A propos, tout le monde se travestit en ce moment, et ce qui est très commode, c’est que lorsqu’on a un masque par-dessus son chapeau, on a le privilège de ne pas retirer celui-ci quand quelqu’un vous salue. On n’appelle, d’ailleurs, personne par son nom : on dit toujours : servitore umilissimo, seigneur masque ! Cospetto di Bacco ! voilà qui est amusant ! Mais le plus curieux, c’est que nous nous couchons dès sept heures, sept heures et demie !...

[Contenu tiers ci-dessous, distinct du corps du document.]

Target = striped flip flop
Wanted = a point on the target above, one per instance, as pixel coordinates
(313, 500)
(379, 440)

Si tu devines comment, je dirai certainement que tu es la mère de tous les devins. – Baise pour moi la main de maman, et toi, je t’embrasse mille fois, en t’assurant que je resterai toujours ton frère bien sincère.

W. M.
Portez-vous bien et aimez-moi toujours.

Notes
[1] Presque toute la lettre est désormais en italien ; mais il y a un mélange des deux langues.
[2] Celui, sans doute, de O. Guglielmi, joué à Venise en 1769 ; celui de Hasse a été donné à Milan un peu plus tard (1770).
[3] Ténor appelé à Vienne en 1767-68, par Gluck, pour chanter le rôle d’Admète dans Alceste. La famille Mozart était alors dans cette ville.
[4] Célèbre sopraniste, que Mozart avait connu à Londres en 1764-65 et qui lui avait donné quelques leçons de chant. Le musico ou primo uomo, était un castrat.